A WLAN is a group of devices wirelessly linked together within a relatively small space, like a corporate campus, single office building or home. A WLAN uses radio frequency technology to take the place of wires to interconnect networked nodes.
What is Wi-Fi?
Originally designed in 1997, Wi-Fi is a wireless network technology based on the IEEE 802.11 group of standards. The Wi-Fi Alliance, an industry consortium that promotes interoperability in heterogeneous WLANs, tests Wi-Fi products for each 802.11 standard -- from the first 802.11b specification to the most recent 802.11ax, or Wi-Fi 6 -- to ensure they correctly support each version's subset of features.

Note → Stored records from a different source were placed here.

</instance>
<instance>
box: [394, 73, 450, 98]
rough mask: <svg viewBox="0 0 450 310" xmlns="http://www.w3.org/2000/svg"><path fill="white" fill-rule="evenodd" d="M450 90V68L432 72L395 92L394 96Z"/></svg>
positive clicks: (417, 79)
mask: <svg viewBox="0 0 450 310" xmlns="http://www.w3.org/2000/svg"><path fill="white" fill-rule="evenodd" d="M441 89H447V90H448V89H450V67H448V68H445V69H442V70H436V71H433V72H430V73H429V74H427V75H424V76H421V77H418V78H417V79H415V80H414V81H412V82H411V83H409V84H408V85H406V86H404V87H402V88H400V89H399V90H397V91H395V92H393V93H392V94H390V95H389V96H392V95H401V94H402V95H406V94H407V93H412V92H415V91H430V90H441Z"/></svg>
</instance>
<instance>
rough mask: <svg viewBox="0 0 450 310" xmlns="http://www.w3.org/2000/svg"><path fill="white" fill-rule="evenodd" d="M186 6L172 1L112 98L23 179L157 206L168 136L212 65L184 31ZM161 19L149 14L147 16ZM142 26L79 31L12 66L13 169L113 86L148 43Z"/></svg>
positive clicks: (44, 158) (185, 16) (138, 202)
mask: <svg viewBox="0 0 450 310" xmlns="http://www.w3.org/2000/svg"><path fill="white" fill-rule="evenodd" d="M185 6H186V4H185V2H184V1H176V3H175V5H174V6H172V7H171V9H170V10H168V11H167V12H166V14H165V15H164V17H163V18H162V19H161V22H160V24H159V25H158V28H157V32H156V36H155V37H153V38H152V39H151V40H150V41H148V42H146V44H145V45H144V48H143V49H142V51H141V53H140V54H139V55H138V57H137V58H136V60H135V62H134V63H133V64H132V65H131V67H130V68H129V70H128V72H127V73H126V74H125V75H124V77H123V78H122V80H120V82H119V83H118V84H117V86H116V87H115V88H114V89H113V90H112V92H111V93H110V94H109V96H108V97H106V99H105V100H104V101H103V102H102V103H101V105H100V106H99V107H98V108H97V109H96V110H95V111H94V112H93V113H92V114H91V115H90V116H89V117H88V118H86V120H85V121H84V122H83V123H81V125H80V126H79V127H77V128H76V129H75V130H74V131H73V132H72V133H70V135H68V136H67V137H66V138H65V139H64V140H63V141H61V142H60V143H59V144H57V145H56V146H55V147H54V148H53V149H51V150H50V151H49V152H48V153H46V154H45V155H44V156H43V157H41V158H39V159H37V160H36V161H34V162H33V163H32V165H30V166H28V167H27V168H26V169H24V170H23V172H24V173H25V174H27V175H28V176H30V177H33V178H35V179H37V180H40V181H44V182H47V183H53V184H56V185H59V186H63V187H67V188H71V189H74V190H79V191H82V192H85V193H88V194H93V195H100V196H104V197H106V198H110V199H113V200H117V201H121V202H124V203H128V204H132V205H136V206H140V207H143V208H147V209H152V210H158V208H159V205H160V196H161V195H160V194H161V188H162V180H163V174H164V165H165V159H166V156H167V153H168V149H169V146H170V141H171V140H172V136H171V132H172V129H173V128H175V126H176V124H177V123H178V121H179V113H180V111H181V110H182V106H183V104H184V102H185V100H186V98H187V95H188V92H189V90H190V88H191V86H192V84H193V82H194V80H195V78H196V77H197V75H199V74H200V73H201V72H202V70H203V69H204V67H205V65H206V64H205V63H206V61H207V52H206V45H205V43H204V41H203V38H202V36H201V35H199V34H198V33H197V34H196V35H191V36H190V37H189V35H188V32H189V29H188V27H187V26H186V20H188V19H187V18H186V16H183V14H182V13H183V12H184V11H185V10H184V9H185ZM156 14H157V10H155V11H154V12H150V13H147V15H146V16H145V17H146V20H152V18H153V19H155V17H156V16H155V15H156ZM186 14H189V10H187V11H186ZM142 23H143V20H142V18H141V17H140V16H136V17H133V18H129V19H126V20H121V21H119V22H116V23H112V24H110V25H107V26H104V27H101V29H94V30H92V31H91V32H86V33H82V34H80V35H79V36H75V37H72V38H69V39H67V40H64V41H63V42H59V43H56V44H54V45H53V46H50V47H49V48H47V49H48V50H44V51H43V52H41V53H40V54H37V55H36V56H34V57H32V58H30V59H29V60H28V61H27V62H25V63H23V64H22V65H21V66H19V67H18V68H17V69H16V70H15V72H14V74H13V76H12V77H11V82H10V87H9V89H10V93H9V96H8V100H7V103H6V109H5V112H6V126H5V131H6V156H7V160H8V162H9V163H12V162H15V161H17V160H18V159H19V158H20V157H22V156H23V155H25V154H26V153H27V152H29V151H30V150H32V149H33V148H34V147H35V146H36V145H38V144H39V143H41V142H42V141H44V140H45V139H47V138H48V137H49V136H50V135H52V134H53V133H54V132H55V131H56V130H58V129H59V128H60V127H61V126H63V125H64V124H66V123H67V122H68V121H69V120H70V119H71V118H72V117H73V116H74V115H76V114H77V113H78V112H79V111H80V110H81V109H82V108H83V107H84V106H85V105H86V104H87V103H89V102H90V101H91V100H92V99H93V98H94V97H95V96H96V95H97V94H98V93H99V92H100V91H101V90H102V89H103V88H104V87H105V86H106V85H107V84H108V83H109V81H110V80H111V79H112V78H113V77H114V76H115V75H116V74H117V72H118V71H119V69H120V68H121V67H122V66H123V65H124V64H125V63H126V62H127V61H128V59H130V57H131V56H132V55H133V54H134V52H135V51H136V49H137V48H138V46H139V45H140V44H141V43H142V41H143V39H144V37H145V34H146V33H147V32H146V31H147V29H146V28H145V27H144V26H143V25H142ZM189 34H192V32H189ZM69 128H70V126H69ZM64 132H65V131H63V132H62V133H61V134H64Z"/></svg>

Common Wi-Fi capabilities include orthogonal frequency-division multiplexing (OFDM) and multiple input, multiple output.
Wi-Fi is most often used to build WLANs. To create a WLAN, enterprises, small businesses and home owners can purchase Wi-Fi-certified access points (APs) and clients -- such as laptops, phones and printers -- that transmit data using specific radio frequencies. Distance limitations dictate that clients must be no more than a few hundred feet -- approximately 230 feet, or 70 meters -- from the closest AP. Wireless teams can cover larger buildings by installing multiple APs connected to each other.
What is WiMax?
Worldwide Interoperability for Microwave Access (WiMAX>) is a wireless technology that uses spectrum to provide broadband wireless connectivity. When it was developed in the early 2000s, WiMax was originally proposed as a wireless alternative to wired internet access -- DSL or cable at the time -- particularly in rural areas where wired broadband internet access was scarce.
IEEE standardized WiMax as 802.16 and updated the specification through the mid-2000s, adding features like OFDM and quality of service. At the time, WiMax was expected to become the next Wi-Fi, but its adoption was hindered by higher costs, proprietary vendor technology and lack of carrier interest.
WiMax was intended to offer service providers a wireless last-mile option to connect users and was considered a backhaul candidate for 4G wireless. WiMax has largely been eclipsed by LTE from wireless service providers, however.
WiMax is still used for wireless internet access in countries outside the U.S. that are developing their wireless infrastructure. It has also been considered as an alternative technology for IoT. According to the WiMax Forum, the technology can be used by vertical markets including utilities, transportation, aviation, and oil and gas largely because it is flexible enough to be useful for upload-centric industries rather than mobile markets that are primarily download-centric.
WLANs vs. WMANs
Unlike Wi-Fi's use for WLANs, the WiMax 802.16 standard is used in wireless metropolitan area networks (WMANs). WMANs are fixed broadband wireless access links that connect a service provider's subscriber networks to a base station at a wireless carrier's point of presence.
WMAN technologies are optimized for outdoor operation over greater distances, while Wi-Fi's 802.11 protocols were primarily designed for indoor use.
Key differences between Wi-Fi and WiMax
The bottom line is that the differences between Wi-Fi and WiMax make them complementary network architectures supported by standards for use in different environments and for different purposes. Over time, Wi-Fi has become ubiquitous in terms of enterprise wireless use. While WiMax can still be used, LTE has surpassed its use in the U.S. and in many other countries.